V4 network smtp1.png



smtphost

This is the url of your mail server; in the example we are using gmail

user

This is the user name of the email account you wish to relay through

Password

This is the password of the account

=UseTLS

Specifies whether your email server requires an SSL connection

Use STARTTLS

Tells ssmtp whether to send STARTTLS or not (some mailservers, such as gmail require this)

Common ssmtp setups

internal mailserver

If you have your own internal mailserver and you only wish to send emails to users on that server from inside the same network then you will often only need to specify the local url of the mailserver and nothing else. i.e. set user and password to blank and set tls/starttls to NO.

forwarding mail through a server

If you have users on other servers and you wish to forward to them then you will need an account on your own mailserver to forward the mail through. Usually you will as a minimum need to specify a username and a password for an account on that server. Your mailserver administrator should be able to help you and also tell you whether to use SSL/TLS (you can use these terms pretty much interchangeably when talking about mail servers) and whether STARTTLS is required.

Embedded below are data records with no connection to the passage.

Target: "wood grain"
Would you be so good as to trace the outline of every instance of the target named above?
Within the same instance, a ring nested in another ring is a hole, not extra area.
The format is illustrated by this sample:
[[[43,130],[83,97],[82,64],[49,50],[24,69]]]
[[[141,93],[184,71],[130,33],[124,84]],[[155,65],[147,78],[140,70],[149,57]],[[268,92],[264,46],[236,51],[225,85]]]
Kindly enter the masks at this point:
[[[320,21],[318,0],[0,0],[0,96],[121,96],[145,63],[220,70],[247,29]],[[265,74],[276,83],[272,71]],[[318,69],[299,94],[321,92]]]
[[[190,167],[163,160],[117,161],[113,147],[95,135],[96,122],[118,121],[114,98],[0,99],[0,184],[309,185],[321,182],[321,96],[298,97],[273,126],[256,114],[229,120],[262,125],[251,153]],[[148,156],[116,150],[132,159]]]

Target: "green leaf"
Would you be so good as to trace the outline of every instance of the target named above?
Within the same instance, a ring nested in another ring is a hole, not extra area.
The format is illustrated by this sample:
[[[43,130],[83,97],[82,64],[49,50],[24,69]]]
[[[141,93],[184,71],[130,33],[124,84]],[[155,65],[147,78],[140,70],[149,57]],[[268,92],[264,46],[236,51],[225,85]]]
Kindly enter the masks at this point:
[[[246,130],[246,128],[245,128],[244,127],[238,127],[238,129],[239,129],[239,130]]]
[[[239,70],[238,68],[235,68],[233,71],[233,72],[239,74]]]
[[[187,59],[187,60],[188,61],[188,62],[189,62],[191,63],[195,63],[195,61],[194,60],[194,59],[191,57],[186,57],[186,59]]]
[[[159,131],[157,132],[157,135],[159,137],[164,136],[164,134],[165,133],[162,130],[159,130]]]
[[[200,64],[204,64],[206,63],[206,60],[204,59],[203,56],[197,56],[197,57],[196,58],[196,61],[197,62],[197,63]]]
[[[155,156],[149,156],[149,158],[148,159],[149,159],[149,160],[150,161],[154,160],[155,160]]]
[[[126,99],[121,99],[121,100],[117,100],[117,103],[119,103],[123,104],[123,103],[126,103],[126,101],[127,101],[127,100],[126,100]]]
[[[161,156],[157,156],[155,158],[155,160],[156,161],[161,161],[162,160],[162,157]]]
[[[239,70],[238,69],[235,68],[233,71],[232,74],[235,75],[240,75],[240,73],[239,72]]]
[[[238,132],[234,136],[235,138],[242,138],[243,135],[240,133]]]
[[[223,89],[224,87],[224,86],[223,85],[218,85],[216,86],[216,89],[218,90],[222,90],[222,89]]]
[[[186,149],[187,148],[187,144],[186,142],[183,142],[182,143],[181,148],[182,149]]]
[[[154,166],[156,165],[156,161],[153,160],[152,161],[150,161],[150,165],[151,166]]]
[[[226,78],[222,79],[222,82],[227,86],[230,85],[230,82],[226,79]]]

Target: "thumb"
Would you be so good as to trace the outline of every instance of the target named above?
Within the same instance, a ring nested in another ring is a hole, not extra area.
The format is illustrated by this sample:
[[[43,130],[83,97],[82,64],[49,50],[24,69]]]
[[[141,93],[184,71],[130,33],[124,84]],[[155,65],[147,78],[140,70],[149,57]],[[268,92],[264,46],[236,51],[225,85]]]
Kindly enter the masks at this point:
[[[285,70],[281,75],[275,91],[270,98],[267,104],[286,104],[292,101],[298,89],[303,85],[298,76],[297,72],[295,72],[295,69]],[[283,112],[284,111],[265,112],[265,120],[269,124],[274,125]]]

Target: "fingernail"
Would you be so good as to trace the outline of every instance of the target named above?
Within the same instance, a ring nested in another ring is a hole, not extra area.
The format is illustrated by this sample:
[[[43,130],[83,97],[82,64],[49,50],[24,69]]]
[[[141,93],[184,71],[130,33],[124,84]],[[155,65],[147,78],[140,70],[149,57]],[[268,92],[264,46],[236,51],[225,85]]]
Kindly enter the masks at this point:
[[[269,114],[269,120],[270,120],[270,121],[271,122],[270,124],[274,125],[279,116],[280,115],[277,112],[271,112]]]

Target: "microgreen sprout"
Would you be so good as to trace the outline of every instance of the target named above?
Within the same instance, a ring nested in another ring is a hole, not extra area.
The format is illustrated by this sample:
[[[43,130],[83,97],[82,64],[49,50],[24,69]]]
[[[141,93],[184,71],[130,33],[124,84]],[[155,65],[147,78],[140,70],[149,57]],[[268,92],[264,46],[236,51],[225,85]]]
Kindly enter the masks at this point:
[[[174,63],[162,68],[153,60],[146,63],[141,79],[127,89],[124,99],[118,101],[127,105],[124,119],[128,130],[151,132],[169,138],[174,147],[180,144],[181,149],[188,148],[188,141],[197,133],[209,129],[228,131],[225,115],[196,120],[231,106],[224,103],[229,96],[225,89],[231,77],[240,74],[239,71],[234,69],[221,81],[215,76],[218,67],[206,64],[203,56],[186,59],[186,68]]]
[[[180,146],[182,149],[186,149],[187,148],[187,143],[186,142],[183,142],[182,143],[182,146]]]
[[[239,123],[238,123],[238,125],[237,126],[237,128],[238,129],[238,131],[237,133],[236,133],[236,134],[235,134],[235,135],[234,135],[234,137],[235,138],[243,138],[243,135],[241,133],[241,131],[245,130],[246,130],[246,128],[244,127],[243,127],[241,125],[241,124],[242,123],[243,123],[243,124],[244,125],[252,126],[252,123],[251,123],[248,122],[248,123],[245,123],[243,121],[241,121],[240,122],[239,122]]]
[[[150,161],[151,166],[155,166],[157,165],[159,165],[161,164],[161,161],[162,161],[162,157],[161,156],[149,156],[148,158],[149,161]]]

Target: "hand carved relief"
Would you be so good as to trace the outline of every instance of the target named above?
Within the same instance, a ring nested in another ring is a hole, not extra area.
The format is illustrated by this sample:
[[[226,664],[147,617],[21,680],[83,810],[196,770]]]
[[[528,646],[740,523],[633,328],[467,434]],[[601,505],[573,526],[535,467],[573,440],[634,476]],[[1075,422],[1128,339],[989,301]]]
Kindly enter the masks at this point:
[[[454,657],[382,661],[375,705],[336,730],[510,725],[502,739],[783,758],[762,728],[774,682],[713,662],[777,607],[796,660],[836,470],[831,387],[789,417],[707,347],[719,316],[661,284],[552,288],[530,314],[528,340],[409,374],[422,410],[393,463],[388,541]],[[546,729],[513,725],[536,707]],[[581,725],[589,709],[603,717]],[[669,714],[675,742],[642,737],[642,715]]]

forwarding through a gmail account

Often, the easiest and fastest way to set up a mail forward is to create a gmail account to do it for you. Create a gmail account, perhaps with a descriptive name e.g. pbxmail.mycompany@gmail.com. Set up your SMTP page as we've done it in the screenshot above and that should just work for you.

testing your SMTP set up

You can test your mail account and forwarding manually from the Debian console using the sendmail command. sendmail is quite comp[lex but here is a simple way to use it to test your mail. At the console do

sendmail -t

this will give you a blank line. Type a To address like this

To:someaccount@mymailserver.url

This will give you another blank line; type a From address

From:pbx@some.url

then a subject

Subject: A test email to you

skip a couple of lines and type the body of your mail

This is a test email

skip a couple more and type CTRL+D to exit and send your mail. If you are using Google mail then there is a vaery good chance that google will dismiss the mail as spam and you'll find it in the spam folder. You can fix this by simply adding the sender to your gmail contacts list. Once you have proved this step then your vmail to email should work without further attention.

SARK500 restrictions

The SARK500 is not able to use SSL/TLS to send emails so your server must support SMTP (port 25) unencrypted mail. As long as it does then the S500 will work fine. Simply set up your mail with TLS and STARTTLS set to NO. Your email server administrator should be able to advise you on this. In the worst case, where your server will NOT accept mail over port 25 then you can again use gmail, with some restrictions. gmail will accept mail overt port 25 but it will only forward it to other gmail users, it will not forward outside of gmail. Set up is trivial; you don't even need a gmail account for it to work.



This will allow you to send mail to any gmail user. You can of course create a rule within that user to forward the mail on to a designated external user. It's a bit more work to set up but it should work fine.